Súmula 52 do STJ – Encerrada a instrução criminal, fica superada a alegação de constrangimento ilegal por excesso de prazo.
Súmula 64 do STJ – Não constitui constrangimento ilegal o excesso de prazo na instrução, provocado pela defesa.
Percebe-se que as súmulas em questão visam aclarar a situação da prisão cautelar do réu sujeito a processo já com a instrução encerrada, mas ao que parece, a aplicação das súmulas é restrita aos casos onde o paciente alegue excesso de prazo exclusivamente em relação aos atos de instrução processual e sempre observada a razoabilidade na demora verifica em relação à prática dos atos, não havendo impedimento a que, diante do caso concreto, possa o réu alegar excesso de prazo em relação aos atos a serem praticados nas fases posteriores à instrução ordinária, como a excessiva demora no julgamento de recurso, ou, ainda, a demora além do razoável na submissão do réu a julgamento pelo Tribunal Popular do Júri e, nesse sentido, decidiu o Supremo Tribunal Federal:
EMENTA: 1. Habeas corpus: prejudicialidade parcial, dada a extensão dos efeitos do HC 85.020 (1ª T., Pertence, DJ 18.2.05) a um dos pacientes. 2. Prisão preventiva: excesso de prazo: diligências requeridas pela Defesa: ausência de prazo certo para a sua realização: tempo gasto que não cabe seja debitado ao paciente: inequívoco excesso de prazo não atribuível à Defesa, que prejudica eventual fundamento cautelar da prisão: liberdade provisória concedida de ofício. Diligências posteriores à inquirição das testemunhas, requeridas ou não pelas partes, fazem-se, a critério do juiz, quando necessárias à complementação de prova de fatos relevantes para o julgamento. Por isso, para a sua realização, a lei não fixa prazo certo. E não cabe debitar o tempo gasto ao co-réu que as tenha requerido (v.g., voto do Relator no HC 71.610, 30.6.94, Pleno, DJ 30.3.01).

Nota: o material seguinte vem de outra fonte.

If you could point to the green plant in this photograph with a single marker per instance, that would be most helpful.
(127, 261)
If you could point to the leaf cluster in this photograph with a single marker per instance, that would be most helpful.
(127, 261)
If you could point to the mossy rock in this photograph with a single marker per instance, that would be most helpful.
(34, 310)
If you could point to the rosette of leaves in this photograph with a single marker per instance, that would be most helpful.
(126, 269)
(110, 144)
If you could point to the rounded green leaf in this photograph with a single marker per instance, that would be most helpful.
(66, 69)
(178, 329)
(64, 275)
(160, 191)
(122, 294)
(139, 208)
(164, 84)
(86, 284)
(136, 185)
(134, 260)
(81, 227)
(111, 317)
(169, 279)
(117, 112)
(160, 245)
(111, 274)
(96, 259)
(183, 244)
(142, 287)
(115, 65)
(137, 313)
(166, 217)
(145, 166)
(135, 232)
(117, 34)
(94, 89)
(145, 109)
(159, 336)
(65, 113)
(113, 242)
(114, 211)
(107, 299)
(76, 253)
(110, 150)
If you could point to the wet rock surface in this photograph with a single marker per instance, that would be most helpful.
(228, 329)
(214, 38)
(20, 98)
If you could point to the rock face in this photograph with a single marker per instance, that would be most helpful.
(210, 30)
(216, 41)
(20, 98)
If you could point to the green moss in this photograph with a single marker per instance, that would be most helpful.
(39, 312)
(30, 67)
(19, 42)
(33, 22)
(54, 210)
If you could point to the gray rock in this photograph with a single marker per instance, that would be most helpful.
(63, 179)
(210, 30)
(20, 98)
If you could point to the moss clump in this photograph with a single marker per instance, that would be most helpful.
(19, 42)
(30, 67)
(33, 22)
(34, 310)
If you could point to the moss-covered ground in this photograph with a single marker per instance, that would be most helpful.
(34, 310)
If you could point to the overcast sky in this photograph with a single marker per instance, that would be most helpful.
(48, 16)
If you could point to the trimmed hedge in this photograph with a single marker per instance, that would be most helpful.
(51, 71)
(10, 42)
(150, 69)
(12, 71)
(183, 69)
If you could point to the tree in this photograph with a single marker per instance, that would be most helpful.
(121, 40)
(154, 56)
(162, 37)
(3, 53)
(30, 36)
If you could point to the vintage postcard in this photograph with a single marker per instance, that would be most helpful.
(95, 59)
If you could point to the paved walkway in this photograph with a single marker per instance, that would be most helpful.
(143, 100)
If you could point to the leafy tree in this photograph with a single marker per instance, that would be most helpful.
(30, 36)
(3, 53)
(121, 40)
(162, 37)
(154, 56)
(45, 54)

Prazo da prisão que, no caso, sobrepuja os temperamentos admissíveis à luz do juízo de razoabilidade, ao qual a Turma tende a submeter a legitimidade da extensão temporal da prisão preventiva, após a instrução ordinária, malgrado a lei não lhe predetermine limites rígidos de duração. (STF - HC 85068 / RJ –Relator: Min. SEPÚLVEDA PERTENCE - Julgamento: 19/04/2005 - Publicação: DJ 03-06-2005 PP-00044.)

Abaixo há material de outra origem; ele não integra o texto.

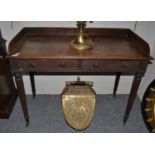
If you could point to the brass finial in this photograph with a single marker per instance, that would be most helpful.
(81, 40)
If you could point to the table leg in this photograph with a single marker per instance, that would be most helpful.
(32, 84)
(116, 83)
(22, 96)
(132, 95)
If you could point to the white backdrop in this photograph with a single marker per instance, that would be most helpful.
(102, 84)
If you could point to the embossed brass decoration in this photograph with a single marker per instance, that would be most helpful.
(78, 103)
(148, 107)
(82, 40)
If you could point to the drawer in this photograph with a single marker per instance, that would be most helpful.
(109, 65)
(48, 64)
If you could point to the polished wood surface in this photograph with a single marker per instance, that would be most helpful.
(47, 50)
(33, 45)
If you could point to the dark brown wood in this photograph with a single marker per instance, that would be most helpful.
(21, 93)
(133, 93)
(48, 51)
(8, 93)
(116, 83)
(32, 84)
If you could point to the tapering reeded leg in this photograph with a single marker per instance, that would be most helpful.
(22, 96)
(116, 83)
(132, 95)
(32, 84)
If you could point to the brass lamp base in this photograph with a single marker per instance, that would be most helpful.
(82, 40)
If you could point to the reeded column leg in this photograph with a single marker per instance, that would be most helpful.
(32, 84)
(22, 96)
(132, 95)
(116, 83)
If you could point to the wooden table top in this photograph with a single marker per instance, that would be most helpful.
(52, 46)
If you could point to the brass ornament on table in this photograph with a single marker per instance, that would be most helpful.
(78, 103)
(81, 40)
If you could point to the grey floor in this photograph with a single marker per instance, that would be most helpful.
(46, 116)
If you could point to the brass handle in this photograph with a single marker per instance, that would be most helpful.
(96, 65)
(62, 64)
(33, 65)
(125, 65)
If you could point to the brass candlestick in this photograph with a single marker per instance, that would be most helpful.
(81, 40)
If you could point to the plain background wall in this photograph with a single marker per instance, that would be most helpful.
(102, 84)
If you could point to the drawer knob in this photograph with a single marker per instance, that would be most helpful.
(33, 65)
(96, 65)
(125, 65)
(62, 64)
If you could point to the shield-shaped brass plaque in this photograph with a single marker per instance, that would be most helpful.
(78, 102)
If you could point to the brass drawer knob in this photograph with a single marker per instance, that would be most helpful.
(62, 64)
(32, 64)
(96, 65)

EMENTA: HABEAS CORPUS. DECISÃO QUE DESCONSIDEROU A ALEGAÇÃO DE EXCESSO DE PRAZO VERIFICADO NA PRISÃO DECORRENTE DE PRONÚNCIA, QUE JÁ DURA MAIS DE CINCO ANOS. Remansosa a jurisprudência desta Corte de que não há falar em excesso de prazo quando concluída a instrução e, mormente, após a pronúncia. Entretanto, essa regra é de ser interpretada "cum grano salis", não comportando excessos gritantes como o que se registra nesses autos, em que a extrema demora verificada no julgamento do paciente não pode ser imputada à sua defesa, mas à prolação de três sentenças de pronúncia que foram sucessivamente declaradas nulas pelas Cortes superiores. Habeas corpus deferido. (STF - HC 81149 / RJ - Relator:Min. ILMAR GALVÃO - Julgamento: 18/12/2001 - Publicação: DJ 05-04-2002 PP-00038)

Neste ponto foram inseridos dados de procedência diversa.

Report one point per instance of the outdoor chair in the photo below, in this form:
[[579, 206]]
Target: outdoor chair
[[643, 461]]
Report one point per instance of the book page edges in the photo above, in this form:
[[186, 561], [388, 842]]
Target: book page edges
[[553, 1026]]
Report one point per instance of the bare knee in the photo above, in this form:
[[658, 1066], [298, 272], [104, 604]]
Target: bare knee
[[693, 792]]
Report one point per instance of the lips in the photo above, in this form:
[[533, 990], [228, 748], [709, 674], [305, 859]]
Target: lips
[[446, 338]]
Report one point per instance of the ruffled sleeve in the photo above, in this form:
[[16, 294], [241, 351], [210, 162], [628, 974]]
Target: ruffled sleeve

Não há que se olvidar que a prisão cautelar – cuja função é exclusivamente instrumental - não pode converter-se em forma antecipada de punição penal, uma vez que a privação cautelar da liberdade somente se justifica em hipóteses estritas e não retira do réu o direito a um julgamento em prazo compatível com a complexidade da causa, tendo ele direito a julgamento sem dilações indevidas, como decorrência da garantia constitucional do due process of law, conforme preceituam a Convenção Americana sobre Direitos Humanos (Art. 7º, ns. 5 e 6) e a Constituição Federal Brasileira em seu art. 5º, incisos LV e LXXVIII.
Não obstante, até mesmo para garantir que a instrução abrange todas aquelas fontes de provas indicadas em juízo e que sejam importantes ao deslinde da verdade, mesmo que processual, há que se prever um prazo compatível com a complexibilidade de cada caso, tomando-se como base os prazos previstos em lei para o conjunto dos atos procedimentais, mas não de forma peremptória, temperando-se esses prazos com o princípio da razoabilidade, de forma a permitir a realização concreta da idéia de justiça.